«Zusammenarbeit war optimal»
Starrkirch-Wil Im Herbst 2000 wurde die Kulturstiftung Starrkirch-Wil gegründet. Nach elf erfolgreichen Projekten steht sie nun vor der Auflösung. Aber die Kultur wird im Dorf auch künftig ihren Platz haben.
Ins Leben gerufen und mit Geld alimentiert worden war die Kulturstiftung Starrkirch-Wil durch Gertrud und Fritz Rentsch. Die Stiftung sollte das kulturelle Leben in Starrkirch-Wil fördern. Präsident der Kulturstiftung Starrkirch-Wil ist seit deren Gründung Joe Birchmeier. Im Interview blickt der 65-Jährige zurück auf die vergangenen gut 20 Jahre. Er erklärt auch, welche Plattform die Kultur im Dorf künftig erhält – und welche Rolle er dabei noch innehat.
Herr Birchmeier, die Kulturstiftung Starrkirch-Wil gibt es seit dem Jahr 2000, nun steht ihre Auflösung bevor. Wieso?
Joe Birchmeier: Wir haben seinerzeit die Statuten mit dem Stifterehepaar so ausgearbeitet, dass wir das Kapital brauchen dürfen – das ja nicht sehr hoch war…
...300000 Franken.
Ja, genau. In zwei Etappen: zuerst 200000, dann nochmals 100000 Franken. Zusammen mit Sponsorengeldern und Beträgen aus dem Lotteriefonds konnten wir in den letzten 20 Jahren rund 700000 Franken umsetzen. Jetzt ist das Kapital langsam aufgebraucht, darum kommt es zur Auflösung der Stiftung. Überraschend kommt diese also nicht. Und die Stiftung bestand mehr als 20 Jahre, wir konnten elf Projekte umsetzen – wir haben relativ viel geleistet.

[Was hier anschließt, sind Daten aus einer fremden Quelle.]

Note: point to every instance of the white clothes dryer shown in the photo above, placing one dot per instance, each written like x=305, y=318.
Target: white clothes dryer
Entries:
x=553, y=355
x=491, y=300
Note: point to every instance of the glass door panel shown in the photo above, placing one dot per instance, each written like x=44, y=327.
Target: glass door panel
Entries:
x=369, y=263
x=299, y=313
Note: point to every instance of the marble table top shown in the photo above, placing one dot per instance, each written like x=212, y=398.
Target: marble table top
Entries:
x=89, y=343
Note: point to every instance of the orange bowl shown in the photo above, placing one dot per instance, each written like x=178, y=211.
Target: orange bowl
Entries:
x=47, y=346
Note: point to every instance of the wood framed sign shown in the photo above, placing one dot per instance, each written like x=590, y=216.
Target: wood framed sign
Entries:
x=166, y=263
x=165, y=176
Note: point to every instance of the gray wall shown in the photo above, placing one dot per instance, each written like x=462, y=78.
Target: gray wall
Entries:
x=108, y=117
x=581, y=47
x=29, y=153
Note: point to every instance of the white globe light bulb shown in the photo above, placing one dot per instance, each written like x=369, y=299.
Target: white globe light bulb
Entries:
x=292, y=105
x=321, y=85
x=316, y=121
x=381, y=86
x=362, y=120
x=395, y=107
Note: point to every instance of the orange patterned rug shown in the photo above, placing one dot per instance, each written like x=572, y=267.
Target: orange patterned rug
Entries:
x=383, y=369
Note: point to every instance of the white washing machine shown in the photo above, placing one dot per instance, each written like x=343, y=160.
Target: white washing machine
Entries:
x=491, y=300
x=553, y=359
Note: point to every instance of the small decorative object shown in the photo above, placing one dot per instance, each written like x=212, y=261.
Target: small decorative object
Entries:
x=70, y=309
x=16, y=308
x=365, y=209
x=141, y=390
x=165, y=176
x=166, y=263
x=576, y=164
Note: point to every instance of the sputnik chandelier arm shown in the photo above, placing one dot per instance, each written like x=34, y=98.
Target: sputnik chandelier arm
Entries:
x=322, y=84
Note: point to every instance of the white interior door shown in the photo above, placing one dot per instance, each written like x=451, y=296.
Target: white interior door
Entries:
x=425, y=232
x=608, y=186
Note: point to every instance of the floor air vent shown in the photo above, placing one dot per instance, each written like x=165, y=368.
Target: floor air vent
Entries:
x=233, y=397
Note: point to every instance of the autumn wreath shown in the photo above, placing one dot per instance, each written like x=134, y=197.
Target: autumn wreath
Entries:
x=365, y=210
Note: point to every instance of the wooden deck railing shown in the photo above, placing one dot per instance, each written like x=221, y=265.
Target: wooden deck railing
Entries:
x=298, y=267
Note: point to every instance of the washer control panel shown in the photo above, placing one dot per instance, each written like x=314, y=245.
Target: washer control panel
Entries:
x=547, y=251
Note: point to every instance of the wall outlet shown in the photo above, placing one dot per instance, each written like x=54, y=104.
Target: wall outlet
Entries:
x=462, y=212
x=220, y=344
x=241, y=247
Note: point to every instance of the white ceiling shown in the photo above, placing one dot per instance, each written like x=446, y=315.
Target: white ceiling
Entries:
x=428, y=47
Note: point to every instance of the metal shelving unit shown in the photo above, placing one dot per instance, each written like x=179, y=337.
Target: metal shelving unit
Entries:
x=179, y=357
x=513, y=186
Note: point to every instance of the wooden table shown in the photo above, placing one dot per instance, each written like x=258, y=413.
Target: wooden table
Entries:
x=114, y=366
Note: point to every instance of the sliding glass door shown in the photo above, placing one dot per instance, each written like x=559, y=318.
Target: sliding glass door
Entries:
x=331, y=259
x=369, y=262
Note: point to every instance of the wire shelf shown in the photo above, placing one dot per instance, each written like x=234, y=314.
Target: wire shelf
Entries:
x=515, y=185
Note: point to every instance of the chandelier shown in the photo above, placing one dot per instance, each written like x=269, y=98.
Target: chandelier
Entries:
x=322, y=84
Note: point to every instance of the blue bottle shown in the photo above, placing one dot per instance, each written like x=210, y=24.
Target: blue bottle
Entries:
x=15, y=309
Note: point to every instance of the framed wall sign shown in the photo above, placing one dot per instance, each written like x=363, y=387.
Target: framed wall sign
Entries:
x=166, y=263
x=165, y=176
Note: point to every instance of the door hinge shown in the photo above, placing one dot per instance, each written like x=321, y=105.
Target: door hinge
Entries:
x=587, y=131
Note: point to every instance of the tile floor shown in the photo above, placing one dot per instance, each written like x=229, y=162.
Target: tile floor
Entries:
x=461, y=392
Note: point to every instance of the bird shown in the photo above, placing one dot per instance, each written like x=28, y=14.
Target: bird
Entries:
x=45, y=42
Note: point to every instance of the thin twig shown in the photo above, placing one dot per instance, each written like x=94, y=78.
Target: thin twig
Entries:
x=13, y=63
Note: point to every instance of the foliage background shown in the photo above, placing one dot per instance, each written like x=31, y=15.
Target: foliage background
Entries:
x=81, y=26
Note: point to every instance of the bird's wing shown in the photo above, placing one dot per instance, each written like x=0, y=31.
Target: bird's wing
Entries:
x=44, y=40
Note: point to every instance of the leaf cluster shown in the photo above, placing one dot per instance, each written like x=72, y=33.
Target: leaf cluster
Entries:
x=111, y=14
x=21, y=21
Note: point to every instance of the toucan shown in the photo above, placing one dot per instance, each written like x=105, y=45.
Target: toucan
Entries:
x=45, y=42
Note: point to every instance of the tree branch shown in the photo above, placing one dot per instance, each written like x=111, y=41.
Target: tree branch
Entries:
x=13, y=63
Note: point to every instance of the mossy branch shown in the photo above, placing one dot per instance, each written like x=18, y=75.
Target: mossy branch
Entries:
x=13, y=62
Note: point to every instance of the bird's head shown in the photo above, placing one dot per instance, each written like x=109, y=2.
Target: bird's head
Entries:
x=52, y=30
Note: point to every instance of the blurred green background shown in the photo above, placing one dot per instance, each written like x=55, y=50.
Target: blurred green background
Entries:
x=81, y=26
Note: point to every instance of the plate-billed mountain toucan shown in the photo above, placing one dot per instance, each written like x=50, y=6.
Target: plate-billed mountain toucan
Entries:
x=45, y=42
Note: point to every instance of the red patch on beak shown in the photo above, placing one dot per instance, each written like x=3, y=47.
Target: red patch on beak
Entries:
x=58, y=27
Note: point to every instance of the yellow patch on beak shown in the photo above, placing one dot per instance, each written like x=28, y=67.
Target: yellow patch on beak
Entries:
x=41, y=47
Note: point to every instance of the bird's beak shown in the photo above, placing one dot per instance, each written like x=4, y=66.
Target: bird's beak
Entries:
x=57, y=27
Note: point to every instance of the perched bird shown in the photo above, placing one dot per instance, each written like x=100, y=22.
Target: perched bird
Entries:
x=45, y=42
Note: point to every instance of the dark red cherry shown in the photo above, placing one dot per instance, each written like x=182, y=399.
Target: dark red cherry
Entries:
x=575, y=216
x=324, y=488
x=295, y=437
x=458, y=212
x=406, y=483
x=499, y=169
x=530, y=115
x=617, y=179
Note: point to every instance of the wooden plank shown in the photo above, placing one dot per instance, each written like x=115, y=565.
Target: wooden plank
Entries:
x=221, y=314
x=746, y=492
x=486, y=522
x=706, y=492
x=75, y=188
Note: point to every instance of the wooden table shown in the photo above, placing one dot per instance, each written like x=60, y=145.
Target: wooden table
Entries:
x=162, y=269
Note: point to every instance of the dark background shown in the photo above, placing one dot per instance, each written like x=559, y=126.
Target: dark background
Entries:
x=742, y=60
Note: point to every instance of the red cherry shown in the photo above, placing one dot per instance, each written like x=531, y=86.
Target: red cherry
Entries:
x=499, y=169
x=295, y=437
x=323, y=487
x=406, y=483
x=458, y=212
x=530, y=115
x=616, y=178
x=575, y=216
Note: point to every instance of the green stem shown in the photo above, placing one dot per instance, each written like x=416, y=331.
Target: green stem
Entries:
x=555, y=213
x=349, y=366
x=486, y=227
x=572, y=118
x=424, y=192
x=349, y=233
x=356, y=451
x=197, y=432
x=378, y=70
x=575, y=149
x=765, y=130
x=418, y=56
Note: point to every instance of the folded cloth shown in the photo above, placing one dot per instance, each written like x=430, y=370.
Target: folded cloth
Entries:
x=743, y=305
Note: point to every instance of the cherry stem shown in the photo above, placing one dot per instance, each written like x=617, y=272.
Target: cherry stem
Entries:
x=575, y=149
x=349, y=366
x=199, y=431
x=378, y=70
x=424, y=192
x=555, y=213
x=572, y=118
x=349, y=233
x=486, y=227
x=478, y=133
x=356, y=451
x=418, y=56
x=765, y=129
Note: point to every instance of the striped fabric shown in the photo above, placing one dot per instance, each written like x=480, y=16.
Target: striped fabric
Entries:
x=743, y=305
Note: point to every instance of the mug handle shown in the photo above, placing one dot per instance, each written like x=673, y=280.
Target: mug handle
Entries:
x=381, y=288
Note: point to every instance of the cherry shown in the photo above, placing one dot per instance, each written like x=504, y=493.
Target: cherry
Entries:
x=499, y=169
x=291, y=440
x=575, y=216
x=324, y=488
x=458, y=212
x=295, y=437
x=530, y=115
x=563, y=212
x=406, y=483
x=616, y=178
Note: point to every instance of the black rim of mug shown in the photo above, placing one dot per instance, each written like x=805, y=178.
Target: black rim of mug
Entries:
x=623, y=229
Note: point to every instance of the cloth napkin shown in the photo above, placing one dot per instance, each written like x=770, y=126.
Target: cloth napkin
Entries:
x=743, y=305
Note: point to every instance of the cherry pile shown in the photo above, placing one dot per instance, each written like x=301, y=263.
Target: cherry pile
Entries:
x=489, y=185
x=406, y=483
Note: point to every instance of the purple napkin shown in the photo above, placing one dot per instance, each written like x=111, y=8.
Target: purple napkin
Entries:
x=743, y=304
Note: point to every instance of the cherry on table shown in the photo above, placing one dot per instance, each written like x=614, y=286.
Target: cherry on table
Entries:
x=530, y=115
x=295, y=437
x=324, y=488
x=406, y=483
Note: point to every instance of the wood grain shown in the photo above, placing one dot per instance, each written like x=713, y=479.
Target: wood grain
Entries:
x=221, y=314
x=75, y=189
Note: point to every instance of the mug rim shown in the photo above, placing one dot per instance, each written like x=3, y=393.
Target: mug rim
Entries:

Folglich gibt es keine grossen Anstrengungen, um der Stiftung vielleicht doch noch eine Zukunft zu schenken?
Wie sollen diese Anstrengungen aussehen? Wir haben vor zwei, drei Jahren schon mal öffentlich kommuniziert, dass die Geldmittel zur Neige gehen und wir gerne weitermachen würden, wenn sich jemand finden liesse, der Geld zur Verfügung stellt. So wie damals das Ehepaar Rentsch. Aber so jemanden findet man natürlich nicht so einfach. Andererseits muss man auch sagen: Alles hat seine Zeit, wir haben das sehr intensiv gemacht, und der Stiftungsrat ist mit Ausnahme einer Position seit dem Anfang unverändert.
Aber Starrkirch-Wil wird kulturell bald ärmer sein.

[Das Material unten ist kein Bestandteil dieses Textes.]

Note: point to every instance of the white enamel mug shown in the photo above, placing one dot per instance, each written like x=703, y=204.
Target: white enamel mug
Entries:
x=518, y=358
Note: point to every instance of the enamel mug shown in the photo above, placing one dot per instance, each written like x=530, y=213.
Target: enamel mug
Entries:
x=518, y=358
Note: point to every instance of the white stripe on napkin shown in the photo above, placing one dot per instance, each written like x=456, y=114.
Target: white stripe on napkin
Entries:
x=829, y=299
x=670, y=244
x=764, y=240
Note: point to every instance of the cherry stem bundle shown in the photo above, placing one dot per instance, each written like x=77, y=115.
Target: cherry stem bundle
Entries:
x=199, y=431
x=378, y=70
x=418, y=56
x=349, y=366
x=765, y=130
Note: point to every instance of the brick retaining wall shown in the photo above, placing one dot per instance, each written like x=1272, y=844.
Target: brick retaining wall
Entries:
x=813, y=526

Nein. Es entsteht nun ein Nachfolgeverein, die KulturKirche 4656. Am vergangenen Donnerstag war Gründungsversammlung (siehe Seite 11; Anm. d. Red.). Als Präsident der Kulturstiftung bin ich als Götti und Geburtshelfer ebenfalls involviert. Dieser Verein wird keine ähnlichen Projekte machen können, wie wir das konnten. Das ist finanziell gar nicht möglich. Aber dieser Verein wird die Kirche, die durch die Gemeinde von der Christkatholischen Kirche übernommen wurde, künftig bespielen und dort ein Kulturzentrum etablieren. Insofern handelt es sich um eine Ablösung. Ich selber werde diesem Verein noch ein Jahr lang angehören, um meine Verbindungen weitergeben zu können. Ebenfalls ein Jahr lang dabei sein wird Margrit Gunst, die Geschäftsführerin der Kulturstiftung Starrkirch-Wil. Die Kulturstiftung wird wohl ein kleines Restkapital haben. Da werden wir noch schauen müssen, was wir damit machen. Aber danach geht es an die Auflösung der Stiftung.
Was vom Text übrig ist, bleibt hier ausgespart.